This week I returned to metered poetry following a consistent rhyme scheme. I haven’t done one of these for awhile, so I wanted to exercise my poetic thinking muscles. I can normally start out with a good (to my mind) first line, or even a good first verse, but after that things can get…muddled. Poetry doesn’t require each line to be a complete sentence or phrase, but splitting them at awkward places can interrupt the flow, even if you stick to your chosen meter. To much splitting can also confuse the imagery. If a line contains the end of one sentence and the beginning of another, the image in the reader’s head may become blurred. Again, I don’t think there’s anything necessarily wrong with this, but I look at it like poetic soundbites – short and simple and easy to comprehend language and images are probably better than long and complex ones.
I’ve found that trying to read a poem in two different ways can help with comprehension. The first way I read poems is with a slight pause at the end of each line, particularly if the poem is intended to rhyme. This is how I unconsciously read poetry until my AP Literature class in high school, where my instructor encouraged us to read our poems according to the punctuation, not adding pauses at the end of every line, but where commas and periods and semicolons appeared. I try to keep these different ways to read a poem in mind as I write, though I may be too close to the material to really use much of an editorial eye. For instance, when I was reading through this poem earlier, I didn’t particularly notice the rhyming I’d spent so much time on. However, I was reading it as sentences, so depending on how a reader chooses to approach the poem, it may go over better.

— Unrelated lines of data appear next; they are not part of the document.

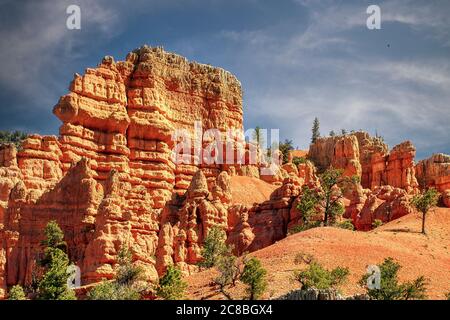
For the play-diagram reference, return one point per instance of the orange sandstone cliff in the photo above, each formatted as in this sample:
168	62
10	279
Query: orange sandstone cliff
109	178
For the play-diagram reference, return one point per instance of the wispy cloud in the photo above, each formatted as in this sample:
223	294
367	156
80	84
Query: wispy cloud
37	39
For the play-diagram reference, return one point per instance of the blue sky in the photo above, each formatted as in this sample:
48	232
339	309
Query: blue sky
296	59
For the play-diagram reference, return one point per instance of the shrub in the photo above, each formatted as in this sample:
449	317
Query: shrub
299	160
316	276
53	284
302	257
308	204
229	272
16	293
377	223
304	227
390	288
254	276
424	201
315	130
126	284
171	285
112	290
285	148
213	247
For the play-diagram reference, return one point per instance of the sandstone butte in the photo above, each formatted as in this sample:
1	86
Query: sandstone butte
108	179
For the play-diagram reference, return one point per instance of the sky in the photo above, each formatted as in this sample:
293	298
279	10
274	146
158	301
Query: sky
296	60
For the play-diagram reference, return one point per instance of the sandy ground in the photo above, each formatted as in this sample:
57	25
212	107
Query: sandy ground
418	254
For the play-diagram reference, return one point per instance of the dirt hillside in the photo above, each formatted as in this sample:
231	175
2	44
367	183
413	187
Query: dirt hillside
418	254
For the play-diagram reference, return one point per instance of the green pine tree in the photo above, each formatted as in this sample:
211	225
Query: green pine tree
171	285
53	284
254	276
315	130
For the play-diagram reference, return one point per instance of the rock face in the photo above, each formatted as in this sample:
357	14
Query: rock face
384	203
366	157
109	179
435	172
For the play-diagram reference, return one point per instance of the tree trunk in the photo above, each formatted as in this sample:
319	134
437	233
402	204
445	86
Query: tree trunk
423	222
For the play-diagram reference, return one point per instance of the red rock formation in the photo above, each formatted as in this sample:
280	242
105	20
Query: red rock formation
385	203
400	170
361	155
435	172
110	176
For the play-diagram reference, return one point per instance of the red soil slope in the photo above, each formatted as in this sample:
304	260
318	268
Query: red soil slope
418	254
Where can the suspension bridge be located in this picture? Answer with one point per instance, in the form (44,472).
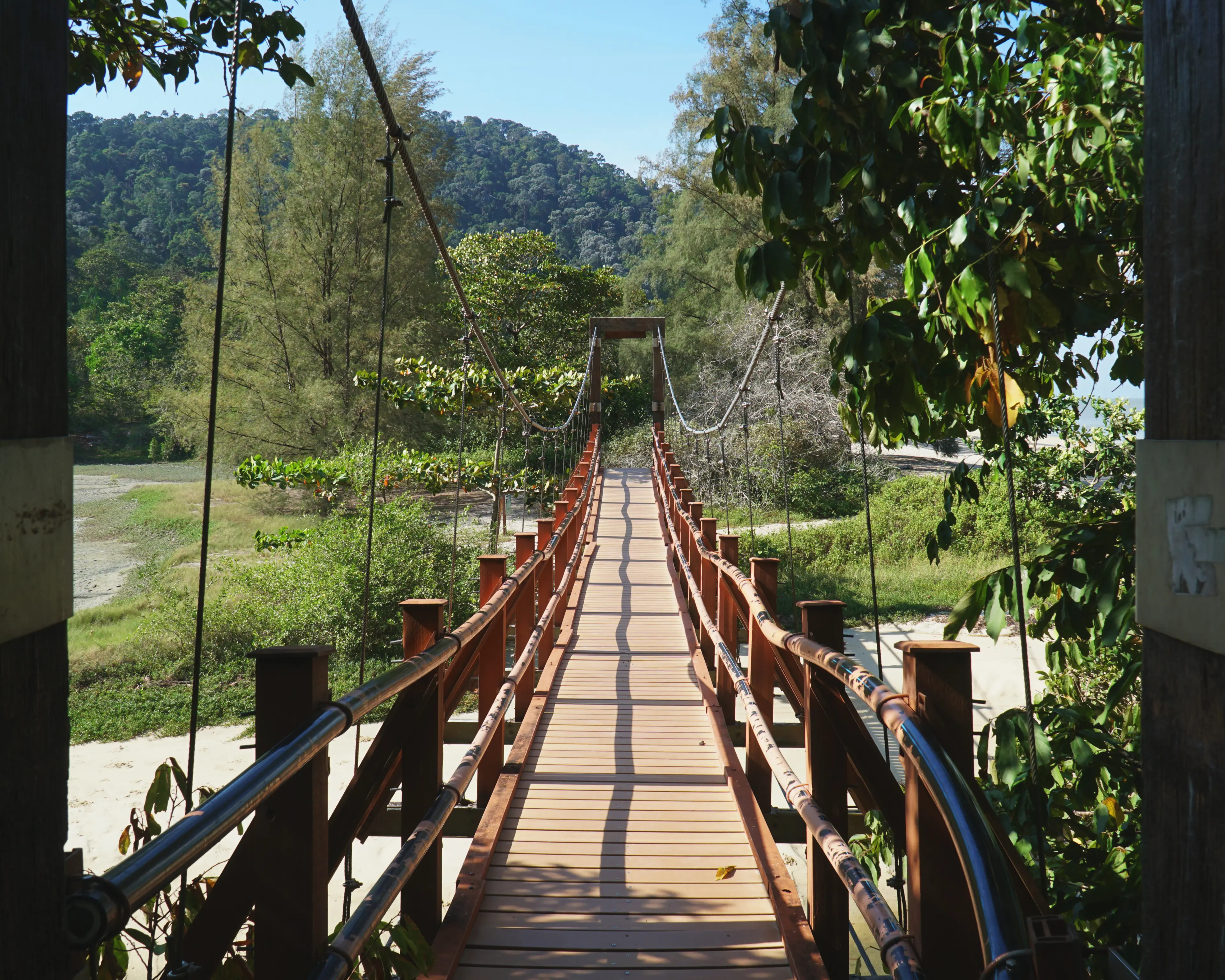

There may be some awkward transitions in this week’s poem, and there are times when I didn’t stick to the iambic pentameter I chose, but I think I communicated my topic in a satisfactory way.
Capable
The wind calls out to me across the fields. It swirls through dells, it crests the hills, and shrieks Displeasure. My imagination yields To thoughts of arguments with trees and creeks And other features where the wind can’t win, Like barns and silos, where it blows hot air. For trees don’t move and creeks have never been Onboard with shunning gravity, aware The wind can only ripple surfaces, Or bend a branch, or pummel uselessly The weathered barn – until its purposes Shift. Constant mocking turns it ruthlessly Irate, uprooting trees, depositing Their corpses in creeks to clog the current. Decaying barns the wind’s admonishing Will splinter under – a wooden torrent, Haphazard chaos left in vengeful wake. Its anger spent, the wind inhales, exhales; Displeasure stated, wanders off to take A rest, return the borrowed wind to sails. Recovery was slow, but memory Persisted – fury can fuel destruction In anyone, a clam trajectory Can hide propensity for eruption. Though ridiculed and assigned a label, The wind proved itself perfectly capable.